Conspiracy Theories as Narratives; Conspiracy Theorists as Readers
Tue
7
Dec
Tuesday 7 December, 2021at 10:00 - 12:00
Zoom
Conspiracy Theories as Narratives; Conspiracy Theorists as Readers.
The talk is primarily intended for doctoral students at the Faculty of Science and Technology, but other University staff including post doc fellows are welcome to register.
A conspiracy theory is an odd kind of story, one whose principal characters are mostly out of sight and with a climax that is always about to arrive. As Richard Hofstadter puts it in the essay that more or less initiated conspiracy studies, the conspiracy theorist “constantly lives at a turning point.” This description implies a particular kind of reading, too, and a mode of readerly interpretation that is either clear-sighted or paranoid depending on your point of view.
The harm caused by conspiracy culture is so pressing right now (provoking riots, corroding relationships, aggravating medical crises) that it might seem frivolous to turn to literature and history for an analysis of conspiracy culture.
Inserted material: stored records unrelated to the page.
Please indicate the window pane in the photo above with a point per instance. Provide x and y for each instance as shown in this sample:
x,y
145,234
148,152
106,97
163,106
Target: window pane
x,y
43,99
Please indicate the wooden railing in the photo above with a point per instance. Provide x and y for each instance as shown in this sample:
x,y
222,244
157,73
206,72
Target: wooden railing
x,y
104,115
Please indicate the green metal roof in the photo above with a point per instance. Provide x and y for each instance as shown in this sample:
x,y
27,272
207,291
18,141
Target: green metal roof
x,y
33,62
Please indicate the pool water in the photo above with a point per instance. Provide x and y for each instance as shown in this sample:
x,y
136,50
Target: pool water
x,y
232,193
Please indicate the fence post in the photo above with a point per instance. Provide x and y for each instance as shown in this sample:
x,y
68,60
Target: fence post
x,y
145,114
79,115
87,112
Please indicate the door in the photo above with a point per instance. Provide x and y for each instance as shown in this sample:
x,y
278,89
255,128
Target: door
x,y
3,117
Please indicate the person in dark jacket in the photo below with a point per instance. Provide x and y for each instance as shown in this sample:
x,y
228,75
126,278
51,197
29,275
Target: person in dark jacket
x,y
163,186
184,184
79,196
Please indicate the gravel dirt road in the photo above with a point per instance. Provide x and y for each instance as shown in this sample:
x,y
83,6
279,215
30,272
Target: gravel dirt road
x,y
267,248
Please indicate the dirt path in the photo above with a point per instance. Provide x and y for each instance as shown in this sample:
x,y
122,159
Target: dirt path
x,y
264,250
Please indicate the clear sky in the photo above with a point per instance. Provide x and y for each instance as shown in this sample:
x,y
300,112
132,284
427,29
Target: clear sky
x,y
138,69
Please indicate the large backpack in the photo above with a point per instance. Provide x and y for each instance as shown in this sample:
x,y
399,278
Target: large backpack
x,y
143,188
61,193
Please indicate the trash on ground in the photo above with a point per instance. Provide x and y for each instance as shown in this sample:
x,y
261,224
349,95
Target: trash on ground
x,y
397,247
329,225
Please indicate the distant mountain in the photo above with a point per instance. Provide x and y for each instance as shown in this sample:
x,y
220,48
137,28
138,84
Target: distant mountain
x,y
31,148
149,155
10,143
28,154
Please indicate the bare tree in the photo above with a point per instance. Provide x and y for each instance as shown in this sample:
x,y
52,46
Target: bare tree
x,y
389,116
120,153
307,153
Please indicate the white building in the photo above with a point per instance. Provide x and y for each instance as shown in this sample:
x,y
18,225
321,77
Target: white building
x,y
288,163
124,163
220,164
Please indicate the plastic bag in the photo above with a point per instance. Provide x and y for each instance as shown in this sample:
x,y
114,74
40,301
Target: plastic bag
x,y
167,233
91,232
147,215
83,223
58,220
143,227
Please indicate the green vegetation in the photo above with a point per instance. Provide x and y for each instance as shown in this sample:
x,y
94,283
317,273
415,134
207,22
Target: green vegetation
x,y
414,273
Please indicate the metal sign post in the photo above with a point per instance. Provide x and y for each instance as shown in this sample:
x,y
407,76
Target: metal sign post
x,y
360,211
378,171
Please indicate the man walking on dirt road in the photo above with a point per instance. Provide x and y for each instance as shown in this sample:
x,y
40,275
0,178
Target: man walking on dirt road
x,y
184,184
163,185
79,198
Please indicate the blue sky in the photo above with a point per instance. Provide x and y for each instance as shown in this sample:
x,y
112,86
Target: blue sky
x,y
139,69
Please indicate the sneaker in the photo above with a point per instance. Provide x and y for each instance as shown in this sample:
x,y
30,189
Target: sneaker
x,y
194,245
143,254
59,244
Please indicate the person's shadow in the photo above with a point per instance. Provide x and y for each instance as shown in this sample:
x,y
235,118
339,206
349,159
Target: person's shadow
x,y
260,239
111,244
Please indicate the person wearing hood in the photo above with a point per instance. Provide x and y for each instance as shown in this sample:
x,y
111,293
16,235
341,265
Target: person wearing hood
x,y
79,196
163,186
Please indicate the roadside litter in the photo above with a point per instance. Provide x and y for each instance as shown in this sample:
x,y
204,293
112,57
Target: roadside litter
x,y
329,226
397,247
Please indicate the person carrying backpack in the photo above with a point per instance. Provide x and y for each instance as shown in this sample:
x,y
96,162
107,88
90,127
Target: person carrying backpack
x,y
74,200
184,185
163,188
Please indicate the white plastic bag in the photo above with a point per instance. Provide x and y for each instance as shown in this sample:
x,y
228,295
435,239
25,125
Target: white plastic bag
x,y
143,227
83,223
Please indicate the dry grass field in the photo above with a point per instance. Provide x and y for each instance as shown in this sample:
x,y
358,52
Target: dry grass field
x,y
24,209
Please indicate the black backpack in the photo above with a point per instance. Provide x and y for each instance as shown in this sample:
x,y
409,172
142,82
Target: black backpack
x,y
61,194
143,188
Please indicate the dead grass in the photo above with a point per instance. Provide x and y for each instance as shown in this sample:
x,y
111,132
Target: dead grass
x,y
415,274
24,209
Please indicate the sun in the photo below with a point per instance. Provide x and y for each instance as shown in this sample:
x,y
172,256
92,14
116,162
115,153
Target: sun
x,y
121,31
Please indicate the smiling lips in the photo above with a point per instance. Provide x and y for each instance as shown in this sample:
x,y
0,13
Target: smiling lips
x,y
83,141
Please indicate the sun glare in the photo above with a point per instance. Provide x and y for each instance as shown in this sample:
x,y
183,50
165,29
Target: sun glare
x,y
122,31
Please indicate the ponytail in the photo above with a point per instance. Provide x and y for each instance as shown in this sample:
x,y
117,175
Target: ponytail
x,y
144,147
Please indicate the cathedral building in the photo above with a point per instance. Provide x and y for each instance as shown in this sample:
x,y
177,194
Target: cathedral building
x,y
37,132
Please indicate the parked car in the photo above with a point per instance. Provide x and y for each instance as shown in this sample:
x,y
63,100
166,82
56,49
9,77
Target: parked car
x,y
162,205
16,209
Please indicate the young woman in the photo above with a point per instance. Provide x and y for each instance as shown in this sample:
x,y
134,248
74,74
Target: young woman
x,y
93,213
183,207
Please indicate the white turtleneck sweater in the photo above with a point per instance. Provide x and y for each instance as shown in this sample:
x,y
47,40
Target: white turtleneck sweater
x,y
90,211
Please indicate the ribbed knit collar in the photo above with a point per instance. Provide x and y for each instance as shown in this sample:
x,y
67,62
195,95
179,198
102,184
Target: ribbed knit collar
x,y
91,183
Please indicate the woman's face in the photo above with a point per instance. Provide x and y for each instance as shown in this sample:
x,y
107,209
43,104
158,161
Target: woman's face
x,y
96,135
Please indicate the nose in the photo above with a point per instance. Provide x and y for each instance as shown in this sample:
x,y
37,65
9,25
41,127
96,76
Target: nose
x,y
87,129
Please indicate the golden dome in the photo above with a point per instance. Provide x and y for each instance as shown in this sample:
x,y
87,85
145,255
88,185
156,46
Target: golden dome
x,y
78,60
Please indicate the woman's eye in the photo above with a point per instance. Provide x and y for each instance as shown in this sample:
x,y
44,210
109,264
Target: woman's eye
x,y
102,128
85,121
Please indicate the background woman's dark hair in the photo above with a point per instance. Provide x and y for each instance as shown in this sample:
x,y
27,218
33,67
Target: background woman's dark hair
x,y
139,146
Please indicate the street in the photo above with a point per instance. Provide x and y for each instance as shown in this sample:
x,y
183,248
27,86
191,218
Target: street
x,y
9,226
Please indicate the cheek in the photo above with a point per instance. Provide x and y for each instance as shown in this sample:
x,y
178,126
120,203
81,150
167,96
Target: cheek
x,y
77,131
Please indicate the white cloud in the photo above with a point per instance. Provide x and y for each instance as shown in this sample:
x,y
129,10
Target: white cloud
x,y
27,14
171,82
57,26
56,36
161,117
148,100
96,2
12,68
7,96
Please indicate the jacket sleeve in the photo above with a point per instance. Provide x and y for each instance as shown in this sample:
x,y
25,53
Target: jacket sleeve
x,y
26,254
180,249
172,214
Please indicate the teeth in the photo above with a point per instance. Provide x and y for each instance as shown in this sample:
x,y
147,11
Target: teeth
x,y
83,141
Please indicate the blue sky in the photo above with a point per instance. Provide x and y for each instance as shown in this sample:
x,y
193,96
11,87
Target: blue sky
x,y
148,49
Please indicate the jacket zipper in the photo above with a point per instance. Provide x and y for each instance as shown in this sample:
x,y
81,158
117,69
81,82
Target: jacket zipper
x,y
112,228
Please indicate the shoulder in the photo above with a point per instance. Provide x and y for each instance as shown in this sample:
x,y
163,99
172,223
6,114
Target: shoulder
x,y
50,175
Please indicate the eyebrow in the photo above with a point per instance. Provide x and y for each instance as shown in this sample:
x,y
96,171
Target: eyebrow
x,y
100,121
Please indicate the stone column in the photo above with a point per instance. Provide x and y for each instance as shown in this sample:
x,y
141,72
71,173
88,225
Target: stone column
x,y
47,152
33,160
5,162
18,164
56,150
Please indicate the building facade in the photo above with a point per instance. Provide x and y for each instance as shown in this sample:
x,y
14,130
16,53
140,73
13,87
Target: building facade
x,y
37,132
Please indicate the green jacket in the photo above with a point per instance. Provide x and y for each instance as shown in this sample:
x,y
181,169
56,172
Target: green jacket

The two parts of this lecture propose these turns can help us out of some of the impasses in which are thinking about conspiracy theories are stuck. These social behaviours are deeply reliant on types of narrative (e.g., the detective novel); and a common criticism of conspiracy theorists invokes notions of (bad) reading, even though genres of fiction have trained us to read suspiciously. As well as outlining some recent research on the entanglement of literature and literacy with conspiracy theories and their reception, this lecture attempts to describe the problem of conspiracy without simply describing theories as dumb stories and theorists as bad readers.